Kann aber der Geschäfts­füh­rer ver­lan­gen, dass der Insol­venz­ver­wal­ter zunächst über den Weg der Insol­venz­an­fech­tung ver­sucht, einen gezahl­ten Betrag zurück zu bekom­men? Dies lehnt der BGH jedoch aus­drück­lich ab. Dem Geschäfts­füh­rer steht kein Leis­tungs­ver­wei­ge­rungs­recht gegen die Inan­spruch­nah­me aus § 64 S. 1 GmbHG zu (ver­glei­che BGH vom 8.12.1995-II ZR 277/94).

Der eigent­lich dem Insol­venz­ver­wal­ter zuste­hen­de Insol­venz Anfech­tungs­an­spruch ist daher nach § 143 Absatz ein S. 2 Insol­venz­ord­nung an den Geschäfts­füh­rer abzu­tre­ten.

Auf­rech­nung

Kann der Geschäfts­füh­rer gegen den Anspruch mög­li­cher­wei­se mit Gehalts­an­sprü­chen aus der Zeit vor Insol­venz­eröff­nung auf­rech­nen? Der BGH lehnt dies ab mit dem Hin­weis ab, da die Auf­rech­nungs­la­ge durch eine anfecht­ba­re Rechts­hand­lung erwor­ben wur­de.

Ver­jäh­rung

Der Ersatz­an­spruch des Insol­venz­ver­wal­ters ver­jährt nach fünf Jah­ren gemäß §§ 64 S. 4 GmbHG i.V.m. § 43 Abs. 4 GmbHG. Die Ver­jäh­rung beginnt mit der Ent­ste­hung des Anspruchs, d. h. mit der Zah­lung und nicht erst mit Insol­venz­eröff­nung.

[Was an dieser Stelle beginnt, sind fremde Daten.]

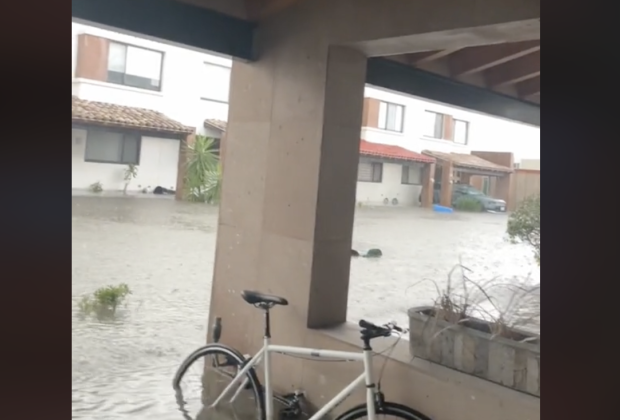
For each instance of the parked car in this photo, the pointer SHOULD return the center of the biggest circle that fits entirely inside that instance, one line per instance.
(461, 190)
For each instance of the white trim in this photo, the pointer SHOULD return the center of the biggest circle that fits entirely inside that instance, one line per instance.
(382, 131)
(444, 141)
(116, 86)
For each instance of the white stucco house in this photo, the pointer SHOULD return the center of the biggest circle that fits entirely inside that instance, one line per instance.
(189, 90)
(134, 101)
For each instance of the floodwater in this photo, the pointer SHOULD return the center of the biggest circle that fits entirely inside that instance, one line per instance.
(164, 250)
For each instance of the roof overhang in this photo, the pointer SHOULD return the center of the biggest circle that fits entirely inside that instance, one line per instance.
(469, 163)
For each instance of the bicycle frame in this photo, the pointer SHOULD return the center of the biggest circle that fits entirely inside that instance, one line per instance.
(264, 355)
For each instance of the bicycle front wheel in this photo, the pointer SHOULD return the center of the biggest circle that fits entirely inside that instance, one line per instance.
(386, 410)
(202, 377)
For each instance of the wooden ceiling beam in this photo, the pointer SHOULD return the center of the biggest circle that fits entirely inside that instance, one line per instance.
(514, 71)
(261, 9)
(529, 88)
(476, 59)
(416, 59)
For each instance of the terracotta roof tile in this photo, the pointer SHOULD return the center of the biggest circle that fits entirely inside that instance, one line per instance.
(102, 113)
(467, 161)
(218, 124)
(392, 152)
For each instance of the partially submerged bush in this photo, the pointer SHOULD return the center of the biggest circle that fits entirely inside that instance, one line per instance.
(203, 180)
(466, 203)
(95, 187)
(476, 304)
(524, 224)
(104, 301)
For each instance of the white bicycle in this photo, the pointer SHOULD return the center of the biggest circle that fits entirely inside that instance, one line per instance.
(231, 364)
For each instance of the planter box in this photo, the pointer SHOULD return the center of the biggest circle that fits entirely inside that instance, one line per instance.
(472, 350)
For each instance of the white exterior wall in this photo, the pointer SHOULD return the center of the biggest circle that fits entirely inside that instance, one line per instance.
(183, 82)
(485, 132)
(373, 193)
(159, 160)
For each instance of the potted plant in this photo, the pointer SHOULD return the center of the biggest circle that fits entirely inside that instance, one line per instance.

Regress­mög­lich­kei­ten des Geschäfts­füh­rers

Wirt­schafts­prü­fer und Steu­er­be­ra­ter

Vor­aus­set­zung für einen Haf­tungs­an­spruch des Steuerberaters/Wirtschaftsprüfers ist zunächst, dass die­ser sich ver­trag­lich zur Prü­fung der Insol­venz­rei­fe ver­pflich­tet hat­te. Ein Dau­er­man­dat einer GmbH begrün­det grund­sätz­lich kei­ne Pflicht, den Geschäfts­füh­rer zur Prü­fung der Insol­venz­rei­fe bei einer Unter­de­ckung in der Han­dels­bi­lanz der Gesell­schaft hin­zu­wei­sen (vgl. BGH vom 7.3.2013-IX ZR 64/12).

Der mit der Erstel­lung eines Jah­res­ab­schlus­ses für eine GmbH beauf­trag­te Steu­er­be­ra­ter hat die Man­dan­tin auf einen mög­li­chen Insol­venz­grund die dar­an anknüp­fen­de Prü­fungs­pflicht ihres Geschäfts­füh­rers hin­zu­wei­sen, wenn ent­spre­chen­de Anhalts­punk­te offen­kun­dig sind und er anneh­men muss, dass die sei­ner Man­dan­tin nicht bewusst ist (BGH vom 26.1.2017-IX Z. R 285/14).

D&O Ver­si­che­rung

Der Geschäfts­füh­rer soll­te auch prü­fen, ob ein Haf­tungs­an­spruch gegen Ihnen von einer D & O Ver­si­che­rung gedeckt ist.